When the decision was made to implement peer review, each editor did so independently and unsystematically. Some solicited volunteers and offered them a nominal fee for their service, whereas others enlisted more selectively and had no fee structure. Thus independent, nonuniform methods, coupled with lack of sharing of information about these procedures among editors, led to claims of secrecy, parochialism, and bias. To some, peer review was considered nothing more than the "informed prejudices of old men."[9]

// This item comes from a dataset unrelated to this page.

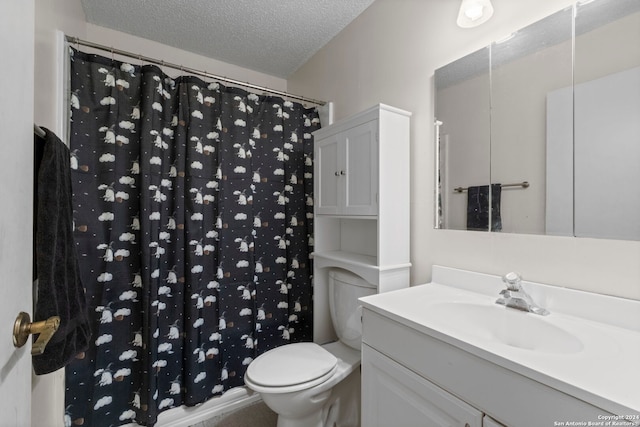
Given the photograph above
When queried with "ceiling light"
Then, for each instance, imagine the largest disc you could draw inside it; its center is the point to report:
(474, 12)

It was not until 1989 that the process was put under close scrutiny at the first International Congress on Peer Review in Biomedical Publication.[10,11,12] Sponsored by the American Medical Association (AMA), this congress was intended as a forum for researchers, and information presented focused primarily on technical aspects of peer review, described as manuscript management.[5] Of 23 articles published from the congress, only one addressed the quality of the reviews themselves.[13] At two subsequent congresses in 1993 and 1997, the focus was manuscript assessment, described as the cognitive part of peer review. In addition to studies of mechanisms of peer review, a call was made for research into the cognitive process. For example, what research had been performed from which to assess the validity of peer review? Had the performance of a reviewer been measured in terms of achievement of a positive outcome? Did use of standard evaluation tools improve manuscript quality? A discussion of the proceedings of each congress is beyond the scope of this article. Access to the proceedings and information on the fourth congress scheduled for September 2001 can be found at the World Association of Medical Editors' Web site (www.wame.org). It remains to be determined if peer review is an effective intervention that improves manuscript quality; however, most agree that it provides indispensable guidance and education to those who publish biomedical journals.

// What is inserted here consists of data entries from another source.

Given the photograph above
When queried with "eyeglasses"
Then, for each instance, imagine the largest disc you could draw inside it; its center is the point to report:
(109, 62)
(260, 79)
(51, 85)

Although disagreement exists as to what peer review is and how it should be conducted, almost everyone agrees as to what it is not. It is not a totally objective scientific process; evaluating a manuscript's quality and its fit with a journal has subjective elements. Peer reviewers are not ultimate decision makers. Their appraisals do not determine a manuscript's fate; rather, they help editors make those decisions. The term "referee" has been used interchangeably with peer reviewer for years; however, a peer reviewer does not make the final call. Instead, the process itself is intended to contribute to the balance of power between author and editor.[14]

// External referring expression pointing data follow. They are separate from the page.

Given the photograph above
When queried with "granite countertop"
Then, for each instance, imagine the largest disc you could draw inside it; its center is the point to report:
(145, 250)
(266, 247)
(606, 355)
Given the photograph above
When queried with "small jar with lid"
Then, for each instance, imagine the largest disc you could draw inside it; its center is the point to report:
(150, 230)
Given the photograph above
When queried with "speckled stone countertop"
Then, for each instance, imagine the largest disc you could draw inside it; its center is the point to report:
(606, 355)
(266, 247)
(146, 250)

What are the limitations of peer review? It was said that "all peer review can reasonably do is detect major defects of originality and scientific credibility, together with commenting on important omissions, the rigor of the arguments and defects in writing style."[9] It can contribute to the final version of a manuscript by making it more sound and readable; however, it cannot ensure perfection or determine if study data were presented honestly and without fraud.[9] A reviewer is not present at the time and place in which a study is conducted and thus cannot determine whether data were fabricated or embellished. Peer review can increase the time of manuscript review and delay publication, it can be expensive, and it is subject to biases. It cannot easily detect conflict of interest on the part of one or more of a manuscript's authors and it does not ensure detection of duplicate publications. Despite these limitations, it has a central position in publication of a journal. It may fundamentally exist to help detect and describe flaws, and it offers clinicians and scientists the opportunity to recognize, encourage, and support innovative research.